Numbers are fun. Age, after all, is just a number. Will it mean anything on The Guitarman's next birthday that the prefix of that number will jump from a 4 to a 5? Maybe only in my head. The big number that is being celebrated today in the paper is 7.8. That is the percentage of Americans still out of work. Not including of course those that have given up looking, tradesmen working 20 hour weeks instead of 40, stay at home moms who only do so because the food stamps they get allow them to eat for free on the governments dime, and those once proud salaried workers now making $10 an hour at Starbucks or Menards. But when you look at the number and not the facts, it's easier to swallow. But the number that has me all gaga today is 10,000.

That is supposedly the number of readers that decided they could waste 5 minutes of their day reading the rambling, narcissistic grandstanding that is passed off as prose on this page. Can I get a woot-woot? Clearly tooting my own horn. But what, if anything, does it really mean? Are they actually reading? Or just stumbling along in search engines for something else altogether?

Ever go looking for something on the internet? Of course you have. But usually you get 10 items that have nothing to do with what you are looking for for every one that is. Example? A piece I wrote a year and a half ago still gets regular hits. 'Wow, I must really have struck a chord that day,' I used to think. Until I looked closer and saw that all of the traffic came from google images. It was about life as a kid growing up in our neighborhood, and watching Saturday morning cartoons.
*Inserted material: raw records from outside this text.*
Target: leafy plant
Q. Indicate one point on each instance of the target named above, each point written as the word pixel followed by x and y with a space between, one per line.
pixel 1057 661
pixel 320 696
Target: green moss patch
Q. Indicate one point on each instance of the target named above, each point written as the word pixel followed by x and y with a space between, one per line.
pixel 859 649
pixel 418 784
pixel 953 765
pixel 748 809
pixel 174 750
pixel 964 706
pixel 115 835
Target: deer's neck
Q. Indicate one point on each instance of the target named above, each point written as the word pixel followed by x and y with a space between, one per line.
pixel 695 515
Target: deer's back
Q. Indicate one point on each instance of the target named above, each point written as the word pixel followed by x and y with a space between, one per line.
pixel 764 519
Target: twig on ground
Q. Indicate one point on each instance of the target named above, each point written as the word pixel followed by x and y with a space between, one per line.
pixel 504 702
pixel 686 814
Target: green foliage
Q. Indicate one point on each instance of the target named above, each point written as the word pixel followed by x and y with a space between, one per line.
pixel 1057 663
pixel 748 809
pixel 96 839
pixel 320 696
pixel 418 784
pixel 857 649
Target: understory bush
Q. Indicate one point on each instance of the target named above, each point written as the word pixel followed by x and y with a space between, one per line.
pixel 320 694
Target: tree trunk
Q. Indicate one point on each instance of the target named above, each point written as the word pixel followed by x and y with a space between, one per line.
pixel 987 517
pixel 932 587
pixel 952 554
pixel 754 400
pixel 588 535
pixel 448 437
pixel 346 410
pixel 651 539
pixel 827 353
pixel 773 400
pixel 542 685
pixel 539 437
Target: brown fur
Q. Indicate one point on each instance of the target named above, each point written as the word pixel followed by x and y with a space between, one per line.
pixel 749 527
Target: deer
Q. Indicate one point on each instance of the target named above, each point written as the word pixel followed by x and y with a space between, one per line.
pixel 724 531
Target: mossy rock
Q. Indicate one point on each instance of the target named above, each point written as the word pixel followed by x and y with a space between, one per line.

And so I included a little picture of one of my favorite old cartoons, the Road Runner. So when it seemed that someone in Australia had an interest in the childhood of an average American suburbanite, it was actually some kid looking for an image of Wile E. Coyote.

The one article that has gotten the most hits of any though, was one about a study that suggested that the government should tackle the country's obesity problem by regulating sugar. Flashing back to my childhood was a bugs bunny cartoon where Bugs Bunny would always ask Pete Puma, "One lump or two?" in reference to the amount of sugar in his tea. And Pete would respond in that twangy southern drawl, "Oh three of four..." So of course I included a photo of Pete, and of course there are more people looking for images of old cartoons than there are curious readers who want the demented opinion of an obscure blogger from Illinois.

So like I said, a number is is just a number. You can skew it every which way but loose, look at it from different angles, and come up with any number of conclusions. So when the number of people completely looking for something else readers in my little corner of heaven topped the big 10,000 mark, I was momentarily proud of actually accomplishing something. Until the moment had passed, and I looked behind the number, and realized it was probably closer to old Pete's proclamation. So if someone ever asks me how many readers I have had, I will respond with the same twangy southern drawl, "Oh, three or four."